Le Conseil de sécurité des Nations Unies a adopté, en début de semaine, la résolution 2825, renouvelant pour un an le régime de sanctions contre la RDC, notamment l’embargo sur les armes, les interdictions de voyager et le gel des avoirs.
Cette résolution intègre désormais un nouveau critère de désignation permettant de sanctionner les entités qui font obstacle au mandat de la MONUSCO. Elle fait également référence, de manière explicite, à l’exploitation illicite des ressources naturelles comme facteur d’alimentation du conflit.

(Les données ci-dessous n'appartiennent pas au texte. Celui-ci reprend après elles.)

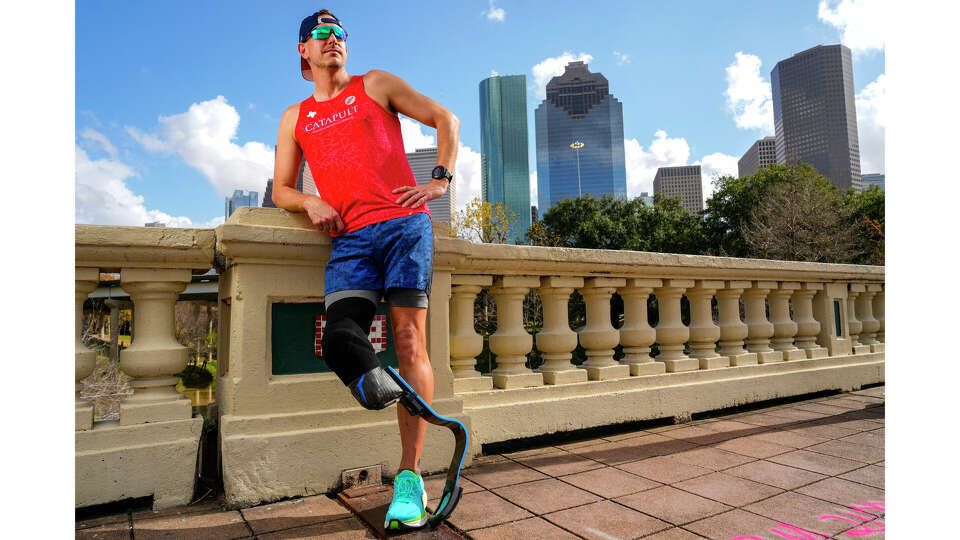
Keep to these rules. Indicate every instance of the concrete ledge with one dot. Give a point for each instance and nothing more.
(116, 462)
(261, 463)
(496, 415)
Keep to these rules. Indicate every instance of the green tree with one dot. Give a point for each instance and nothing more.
(484, 222)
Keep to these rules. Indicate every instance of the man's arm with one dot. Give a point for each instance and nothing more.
(285, 170)
(401, 97)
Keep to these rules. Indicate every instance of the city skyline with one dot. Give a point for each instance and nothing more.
(166, 131)
(579, 138)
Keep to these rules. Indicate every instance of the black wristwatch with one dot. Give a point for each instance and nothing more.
(440, 172)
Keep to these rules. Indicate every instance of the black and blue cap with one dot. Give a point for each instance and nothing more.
(306, 26)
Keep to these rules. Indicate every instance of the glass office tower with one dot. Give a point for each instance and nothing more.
(815, 114)
(504, 162)
(579, 111)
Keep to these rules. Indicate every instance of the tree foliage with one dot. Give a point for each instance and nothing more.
(483, 222)
(617, 223)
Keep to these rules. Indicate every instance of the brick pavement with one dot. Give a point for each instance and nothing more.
(809, 468)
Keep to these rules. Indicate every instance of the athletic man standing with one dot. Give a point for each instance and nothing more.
(370, 204)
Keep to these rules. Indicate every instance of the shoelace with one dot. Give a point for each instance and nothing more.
(407, 489)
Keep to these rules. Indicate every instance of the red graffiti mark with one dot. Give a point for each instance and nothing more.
(796, 533)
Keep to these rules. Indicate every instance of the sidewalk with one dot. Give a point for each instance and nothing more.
(811, 467)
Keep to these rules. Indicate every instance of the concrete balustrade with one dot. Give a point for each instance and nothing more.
(732, 329)
(636, 334)
(878, 307)
(599, 337)
(511, 342)
(288, 435)
(86, 280)
(870, 325)
(557, 341)
(784, 328)
(154, 358)
(807, 326)
(856, 326)
(703, 333)
(671, 332)
(465, 343)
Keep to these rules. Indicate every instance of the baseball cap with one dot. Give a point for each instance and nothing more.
(308, 23)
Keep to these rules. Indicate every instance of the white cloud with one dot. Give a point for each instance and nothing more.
(552, 67)
(748, 94)
(466, 172)
(533, 189)
(204, 137)
(862, 23)
(642, 164)
(103, 198)
(96, 136)
(714, 165)
(495, 13)
(871, 121)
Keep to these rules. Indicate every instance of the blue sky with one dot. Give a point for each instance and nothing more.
(177, 103)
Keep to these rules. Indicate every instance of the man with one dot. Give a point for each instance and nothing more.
(376, 214)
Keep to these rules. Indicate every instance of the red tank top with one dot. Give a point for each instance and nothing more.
(355, 152)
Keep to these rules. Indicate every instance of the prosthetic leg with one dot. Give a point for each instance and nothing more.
(348, 352)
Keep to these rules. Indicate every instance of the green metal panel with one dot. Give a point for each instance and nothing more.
(295, 333)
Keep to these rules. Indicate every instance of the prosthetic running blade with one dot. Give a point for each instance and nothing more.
(451, 489)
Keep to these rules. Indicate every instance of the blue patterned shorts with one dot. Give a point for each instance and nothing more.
(397, 253)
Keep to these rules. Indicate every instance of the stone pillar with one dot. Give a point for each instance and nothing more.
(853, 323)
(878, 307)
(868, 334)
(703, 333)
(85, 282)
(511, 342)
(732, 329)
(557, 341)
(465, 343)
(784, 329)
(599, 337)
(759, 329)
(636, 334)
(807, 326)
(671, 333)
(154, 358)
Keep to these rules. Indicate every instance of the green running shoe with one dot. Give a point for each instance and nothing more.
(409, 507)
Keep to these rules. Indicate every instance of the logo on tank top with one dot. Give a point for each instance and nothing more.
(326, 121)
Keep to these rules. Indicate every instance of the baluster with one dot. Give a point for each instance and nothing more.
(154, 358)
(599, 337)
(759, 329)
(556, 341)
(784, 329)
(671, 333)
(85, 282)
(511, 342)
(703, 333)
(636, 334)
(853, 323)
(465, 343)
(807, 326)
(868, 334)
(878, 307)
(732, 329)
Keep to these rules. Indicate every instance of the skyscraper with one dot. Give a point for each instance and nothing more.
(579, 139)
(815, 115)
(762, 153)
(686, 181)
(422, 162)
(238, 199)
(505, 168)
(873, 180)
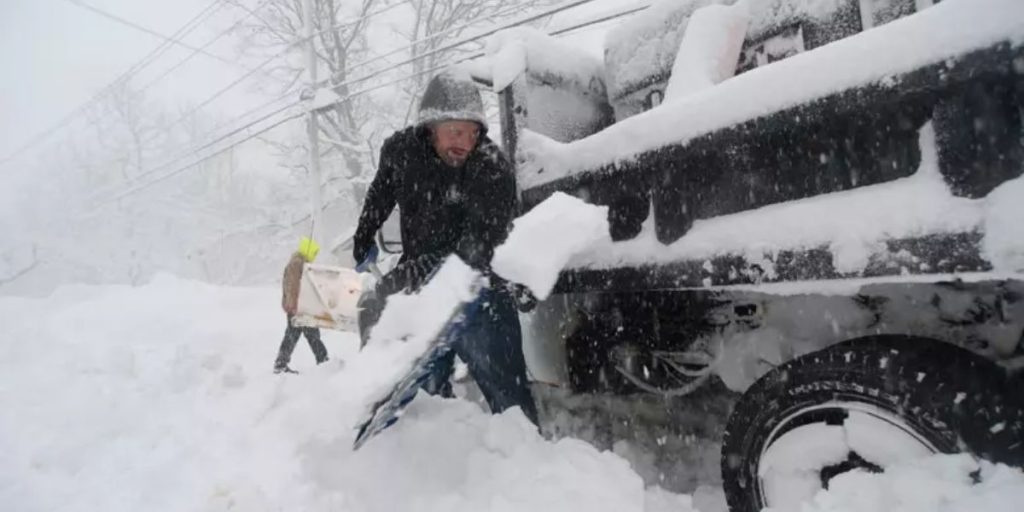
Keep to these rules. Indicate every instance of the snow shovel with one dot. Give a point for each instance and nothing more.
(386, 412)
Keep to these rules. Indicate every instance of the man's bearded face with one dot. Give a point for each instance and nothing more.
(455, 140)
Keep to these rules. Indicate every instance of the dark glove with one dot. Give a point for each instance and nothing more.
(371, 257)
(525, 301)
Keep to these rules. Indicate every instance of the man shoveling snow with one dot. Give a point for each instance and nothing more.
(457, 194)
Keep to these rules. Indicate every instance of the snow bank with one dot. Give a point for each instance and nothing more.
(162, 397)
(852, 223)
(709, 51)
(934, 35)
(546, 239)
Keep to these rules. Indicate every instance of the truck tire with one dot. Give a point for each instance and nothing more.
(925, 395)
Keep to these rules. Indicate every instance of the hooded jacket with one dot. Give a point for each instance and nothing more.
(464, 210)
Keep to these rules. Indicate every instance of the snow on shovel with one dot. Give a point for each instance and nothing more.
(417, 330)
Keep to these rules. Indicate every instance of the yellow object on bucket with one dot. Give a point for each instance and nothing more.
(308, 249)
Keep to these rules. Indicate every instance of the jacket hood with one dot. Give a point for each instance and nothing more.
(452, 97)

Pour Mick Mutitki, expert en gouvernance sécuritaire et coordonnateur du Cadre de concertation provincial de la société civile du Sud-Kivu, l’adoption à l’unanimité de la résolution 2825 par le Conseil de sécurité des Nations Unies constitue un signal politique fort en faveur de la paix en RDC.
Selon lui, le caractère unanime du vote revêt une portée particulière, d’autant plus que la RDC siège actuellement en qualité de membre non permanent du Conseil de sécurité de l’ONU.
Pour l’expert, la communauté internationale entend, à travers cette résolution, signifier que la poursuite de la guerre n’est plus une option.
Il estime que le maintien de l’embargo sur les armes et des autres sanctions vise à priver les belligérants et les acteurs du conflit de leurs capacités de nuisance, les obligeant ainsi à privilégier la voie du dialogue.
Mick Mutitki considère que cette résolution incite également le gouvernement congolais à s’inscrire dans une logique de cessez-le-feu, en abandonnant toute posture belliqueuse, afin de favoriser un processus de paix conduit par les Congolais eux-mêmes.